Maggie Q呢?你不是說好了要來救我們嗎?為什麽到現在還沒動靜?我一邊自責,一邊把Maggie Q也恨上了,壓根沒想到如果沒有她的通風報信,我們可能死得更快。
那些人呢?他們在幹什麽?為什麽不用火箭筒直接轟我們?不,他們不需要硬攻,隻要守住樓下,困也把我們困死了!我繼續揣測,心裏沒有一點主意。
外麵的風雪繼續肆虐,我從窗戶的縫隙往外看了一眼,院子裏沒有人影,老呂的屍體已經被蓋上了一層薄薄的白雪,身下是一攤鮮紅的血液,看起來讓人觸目驚心。
我心裏突然像刀割一樣痛了一下,如果是在以前,像老呂這樣的人可能永遠都不會跟我交上朋友,但在這殘酷的末世,這個往日被人唾棄的小偷,現在卻是對整個團隊幫助最大的人。他雖然沉默寡言,有時候也有些私心,但從來都是言出必行,輪到放哨等累活的時候也從來沒有怨言,這個貴州山區來的漢子,早就贏得了我的尊重和友情,但現在,他卻像隻破口袋一樣倒在雪地裏,我甚至都無法給他收屍!
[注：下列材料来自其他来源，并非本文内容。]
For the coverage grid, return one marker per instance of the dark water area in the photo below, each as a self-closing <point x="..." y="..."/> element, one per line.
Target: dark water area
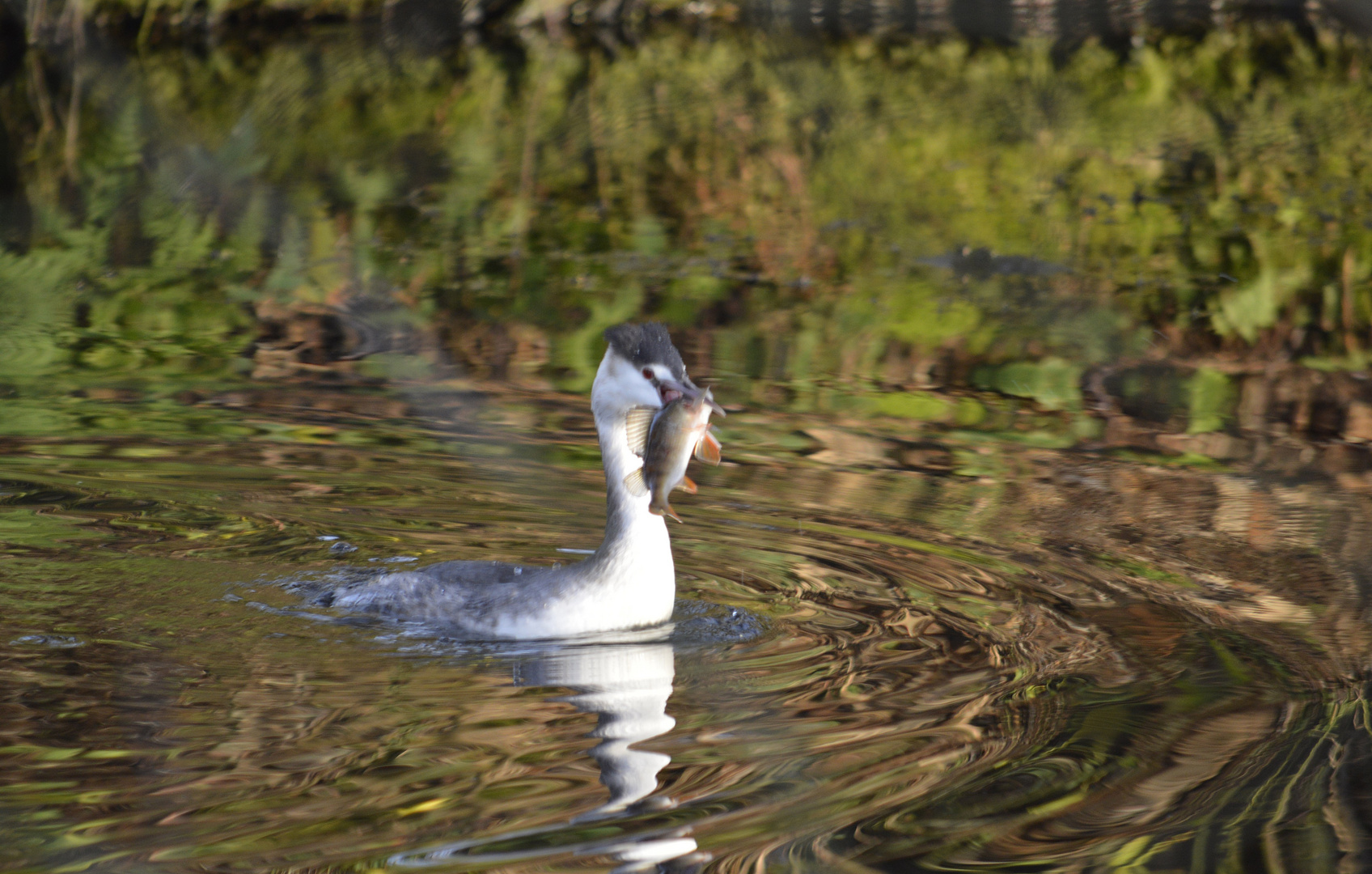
<point x="1043" y="537"/>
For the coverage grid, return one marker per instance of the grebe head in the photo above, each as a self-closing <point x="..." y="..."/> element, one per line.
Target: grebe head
<point x="641" y="368"/>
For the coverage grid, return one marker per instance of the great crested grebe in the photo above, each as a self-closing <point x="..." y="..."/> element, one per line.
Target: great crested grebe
<point x="626" y="583"/>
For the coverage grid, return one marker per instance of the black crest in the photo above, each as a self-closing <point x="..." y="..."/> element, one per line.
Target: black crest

Maggie Q,你到底在哪裏?我朝遠處望去,還是一片乳白色的濃霧,沒有任何動靜。
這時我看到從我們樓底下走出來兩個黑衣人,我連忙把頭一縮,退到他們視線看不見的地方。還沒等我坐直身子,“篤、篤”兩聲,窗外突然扔進來兩個東西,其中一個剛好掉在我眼前,一個直筒形的鐵疙瘩正在離我鼻尖不到20厘米的地方滴溜溜地轉。
“手榴彈!”我心道一聲這下死定了,不料這顆“手榴彈”隻是發出“砰”的一聲輕響,隨即一陣灰色的濃煙猛地爆發出來!
“是催淚彈!”三毛一聲大喊。
我的眼睛被濃煙一熏,一陣刺痛,眼淚和鼻涕像是決堤的洪水一樣汩汩往外冒。我勉強睜開一條縫,看到三毛撿起地上的催淚彈扔出窗外,但更多的催淚彈持續不斷地扔進來,濃煙不斷地冒出來,我們就像是身處雲層之中,根本辨不清方向,我的臉上也開始灼痛,無法呼吸。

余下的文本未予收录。